Mid-afternoon last Tuesday, the first day of school for Queen’s students, fourth-year psychology student Simon Onorato suddenly received an email announcing that his developmental psycholinguistics seminar would be delivered remotely this semester.
“The [University] told us that courses would be in person,” Onorato wrote in a statement to YGK News. “The [developmental psycholinguistics] course was under ‘undergraduate,’ not ‘online undergraduate,’ so I assumed that it was going to be in person.”
According to Onorato, around 10 students are enrolled in the course.
“I am disappointed that the class moved online,” he wrote. “Queen’s advertised an in-person [school year], but it was not true for a number of students … I wish that Queen’s, specifically the [psychology] department, was more direct and clear with the information provided during course enrollment.”
“Since I am from Italy, I only stayed in Kingston because I thought all courses would be in person. I [wish] that we were given an accurate representation of what the [fall semester] would be like.”
Onorato isn’t the only student disappointed by the sudden move of courses online.
Michelle*, a fifth-year concurrent education student majoring in global development, shared similar frustrations with YGK News.
Michelle had been told by the University and academic advisors that courses would be “completely in-person”, but over Labour Day weekend, three of her four in-person courses were moved online.
According to Michelle, two of the three courses, both taught by the global development department, were moved online for the semester, while the third, a con-ed requisite, will undergo reevaluation at the end of September.
“None of my classes gave any reason for changing our mode of instruction,” she told YGK News. “My [con-ed requisite] has around 70 students … I understand this large of a class may need to be placed online, [but] when other courses of 100+ students have in-person lectures on campus, this can’t be an adequate reason.”
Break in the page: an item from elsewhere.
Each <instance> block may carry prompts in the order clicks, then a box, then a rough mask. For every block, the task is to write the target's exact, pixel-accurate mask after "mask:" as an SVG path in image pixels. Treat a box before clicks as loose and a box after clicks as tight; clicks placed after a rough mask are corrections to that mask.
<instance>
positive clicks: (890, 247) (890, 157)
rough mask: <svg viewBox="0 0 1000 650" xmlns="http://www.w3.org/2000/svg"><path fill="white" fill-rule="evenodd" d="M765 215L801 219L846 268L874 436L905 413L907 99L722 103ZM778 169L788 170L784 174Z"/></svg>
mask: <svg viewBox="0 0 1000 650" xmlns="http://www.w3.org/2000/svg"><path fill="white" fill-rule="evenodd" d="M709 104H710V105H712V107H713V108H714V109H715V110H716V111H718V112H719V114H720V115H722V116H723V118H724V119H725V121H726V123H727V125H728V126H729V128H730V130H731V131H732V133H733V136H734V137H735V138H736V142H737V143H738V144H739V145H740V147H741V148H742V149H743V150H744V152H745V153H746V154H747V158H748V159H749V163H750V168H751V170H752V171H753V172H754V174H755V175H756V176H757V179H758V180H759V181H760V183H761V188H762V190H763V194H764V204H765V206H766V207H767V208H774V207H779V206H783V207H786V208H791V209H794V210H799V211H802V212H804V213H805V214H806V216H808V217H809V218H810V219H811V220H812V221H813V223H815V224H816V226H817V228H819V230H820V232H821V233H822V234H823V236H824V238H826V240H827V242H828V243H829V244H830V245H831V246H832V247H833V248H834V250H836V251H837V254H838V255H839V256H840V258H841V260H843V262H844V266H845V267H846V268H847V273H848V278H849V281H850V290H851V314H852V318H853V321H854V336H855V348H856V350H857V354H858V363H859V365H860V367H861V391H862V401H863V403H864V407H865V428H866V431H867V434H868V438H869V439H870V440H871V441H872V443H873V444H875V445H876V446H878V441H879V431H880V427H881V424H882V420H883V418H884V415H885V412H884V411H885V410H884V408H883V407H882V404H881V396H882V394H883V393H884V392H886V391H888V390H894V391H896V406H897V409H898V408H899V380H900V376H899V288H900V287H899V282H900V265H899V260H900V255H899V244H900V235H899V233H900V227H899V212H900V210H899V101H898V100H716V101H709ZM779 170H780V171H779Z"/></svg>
Michelle’s two global development courses had 15 students in one and 80 in the other.
“I am both frustrated and confused,” Michelle wrote. “I am not an online learner and was hopeful and excited for in-person classes. The little to no time to prepare [for online learning] was uncalled for. The [University] had the entire summer to plan, and students got less than a weekend.”
“I want to know how these students who have the majority if not all of their course placed online will be compensated,” she added. “We are not using the school facilities, [yet] paying full tuition as if we are. We are stuck in leases and have to pay rent when we could be living at home for free.”
According to an email from the Faculty of Arts and Science, some courses were moved online last minute because “the instructor [had] requested to teach remotely undergrounds covered by the Ontario Human Rights code.”
*Michelle is a pseudonym requested by the interviewee.